May 2, 2011

Life on the Couch: So, this thing happened yesterday...

...and I've had no idea how I'm supposed to feel about it.

I watched along with millions of people around the world as my President announced that the American military, on his command, had killed a man who had spent the last decade being a modern-day boogeyman... and I was frightened. I listened to reporters and correspondents discuss the end of the war on terror... and I was skeptical. I watched footage of a crowd outside the White House singing and chanting and celebrating this boogeyman's death... and I was disturbed. I read statements from my own friends who were fiercely joyful at the news that a man had been killed... and I worried. I heard congratulations being offered by people I admired to other people I admired... and I squirmed.
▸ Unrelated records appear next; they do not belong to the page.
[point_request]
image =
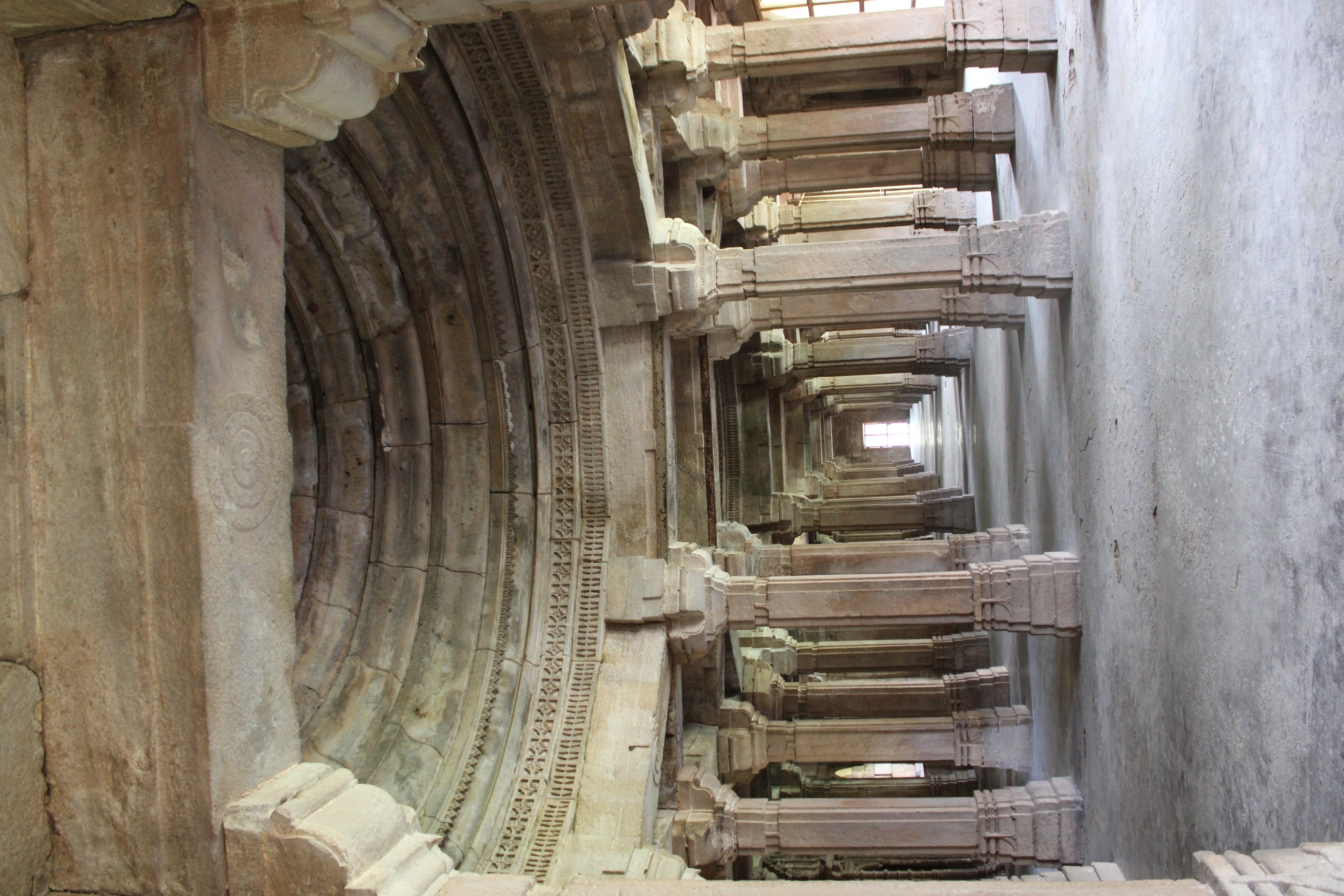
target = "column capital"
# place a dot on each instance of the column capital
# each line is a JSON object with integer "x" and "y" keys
{"x": 1026, "y": 257}
{"x": 292, "y": 72}
{"x": 1010, "y": 35}
{"x": 673, "y": 57}
{"x": 1040, "y": 824}
{"x": 999, "y": 543}
{"x": 998, "y": 738}
{"x": 687, "y": 592}
{"x": 744, "y": 742}
{"x": 980, "y": 120}
{"x": 976, "y": 690}
{"x": 705, "y": 824}
{"x": 1037, "y": 593}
I also wondered... why he was killed. Why he wasn't captured, and tried. I wondered what happened in that mansion in Pakistan that led to more death.
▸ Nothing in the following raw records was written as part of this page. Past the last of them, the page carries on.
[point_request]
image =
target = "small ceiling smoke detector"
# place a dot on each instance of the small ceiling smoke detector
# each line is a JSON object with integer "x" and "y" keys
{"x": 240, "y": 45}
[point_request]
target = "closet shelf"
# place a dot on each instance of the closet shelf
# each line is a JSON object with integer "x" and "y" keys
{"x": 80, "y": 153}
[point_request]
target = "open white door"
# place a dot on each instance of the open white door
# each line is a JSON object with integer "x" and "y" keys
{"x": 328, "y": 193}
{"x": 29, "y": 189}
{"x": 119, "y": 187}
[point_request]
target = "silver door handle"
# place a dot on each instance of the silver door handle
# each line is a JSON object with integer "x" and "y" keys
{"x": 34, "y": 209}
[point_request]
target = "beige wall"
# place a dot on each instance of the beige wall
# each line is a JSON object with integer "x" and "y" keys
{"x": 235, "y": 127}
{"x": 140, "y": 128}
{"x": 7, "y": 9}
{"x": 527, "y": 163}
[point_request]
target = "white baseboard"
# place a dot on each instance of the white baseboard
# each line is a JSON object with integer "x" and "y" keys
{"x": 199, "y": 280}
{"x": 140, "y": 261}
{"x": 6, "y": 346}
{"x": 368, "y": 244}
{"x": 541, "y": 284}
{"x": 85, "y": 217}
I've been thinking about 9/11 today, remembering the horror and the devastation and the fear and the mourning. I've tried to make those feelings fit with the feelings I've had about the death of Osama Bin Laden. I can't make them fit. I think about all the people who lost someone they loved as the result of orders and plans made by the man who was killed on the orders and plans of the American military and Barack Obama. I don't want to begrudge these victims the feeling of closure this might give them, the small amount of peace they may get from knowing this man is dead.

But it feels so wrong.

Here's what doesn't make sense. In his address to the nation (to the world), Obama said that justice had been served with the death of Bin Laden. But what happened last night wasn't justice. It was vengeance.

Justice would have been his capture and trail... even if the end result was the same. I am not a military strategist, or a politician, or an expert on foreign policy. I'm not a Democrat or a Republican, an atheist or a believer. There are a lot of situations where I don't like to take a stand one way or the other because I just don't know enough about it to do so. But sometimes I have to trust my gut. And my gut is telling me that it's not right to celebrate Osama Bin Laden's death. I could ramble on and on about why, but Martin Luther King Jr. said it better than I ever could:

“I will mourn the loss of thousands of precious lives, but I will not rejoice in the death of one, not even an enemy. Returning hate for hate multiplies hate, adding deeper darkness to a night already devoid of stars. Darkness cannot drive out darkness: only light can do that. Hate cannot drive out hate, only love can do that.”